Political risk extended to the possible repeat of the rent freeze and evictions ban imposed during recent Covid-19 lockdowns. Rathlin cautioned:

“The extension of such protections or the introduction of similar measures, could affect the enforcement of mortgages over residential properties including the Mortgage Loans and so could have an adverse impact on the ability of the Issuer to fully recover amounts due under the Mortgage Loans, which in turn may adversely affect its ability to make payments under the Notes.”

The document includes analysis of the Irish process involved in repossessions and the lengthy proceedings involving courts and sheriffs or personal insolvency arrangements, noting that enforcement on buy-to-let assets was likely to progress faster than on owner-occupied homes.

“In Europe, the US and elsewhere, there is increased political and regulatory scrutiny of the asset-backed securities industry.”

Rathlin notes issuance document

As for the move to transfer the capital weight of non-performing mortgages onto bond markets, the company told investors: 

“In Europe, the US and elsewhere, there is increased political and regulatory scrutiny of the asset-backed securities industry. This has resulted in multiple measures for increased regulation which are at various stages of implementation and which may have an adverse impact on the regulatory position of certain investors in securitisation exposures and/or on the incentives for certain investors to hold asset-backed securities, and may thereby affect the liquidity of such securities.”

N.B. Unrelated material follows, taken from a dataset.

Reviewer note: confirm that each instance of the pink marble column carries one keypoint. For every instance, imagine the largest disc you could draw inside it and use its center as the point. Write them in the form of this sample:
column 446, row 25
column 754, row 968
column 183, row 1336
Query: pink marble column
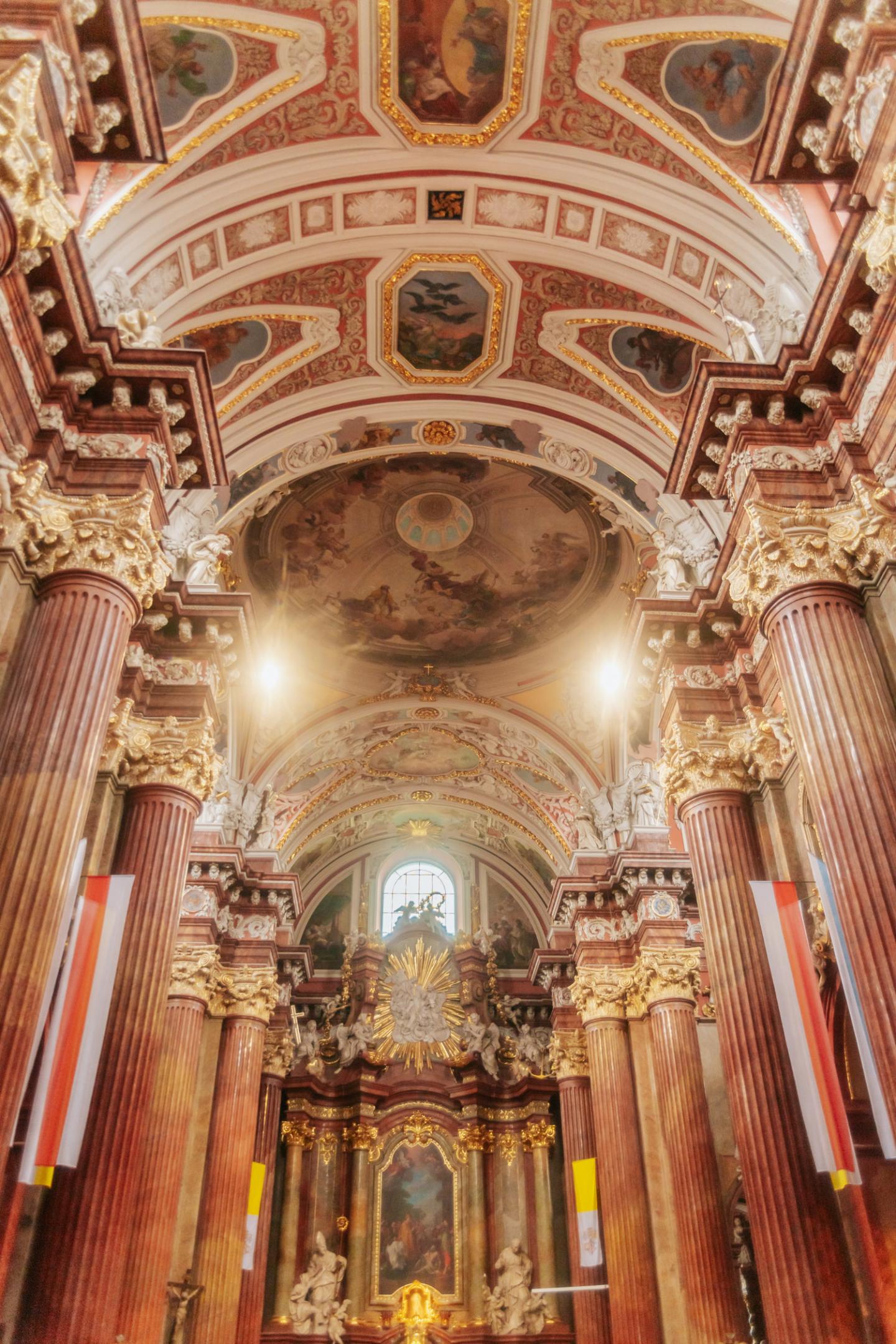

This regulatory risk extends to uncertainty surrounding emerging EU rules on companies’ tax residency and so-called hybrid mismatches where a tax-deductible expense, such as intercompany debt interest, is different from one related company to the next.

So far, however, things have gone well for CarVal and the string of SPVs it established to digest Project Deenish. The cash flow projection it presented to investors shows it eventually hopes to collect €571 million from borrowers.

In addition, “cash flows have increased since migration,” the mortgages’ new owner Rathlin reported. “The actual collections since the Provisional Cut-off Date (between April 2021 and July 2021) exceed the projections of the Provisional Cut-off Date Business Plan; in total approximately €16 million was collected within the three months compared to the projected €10 million.”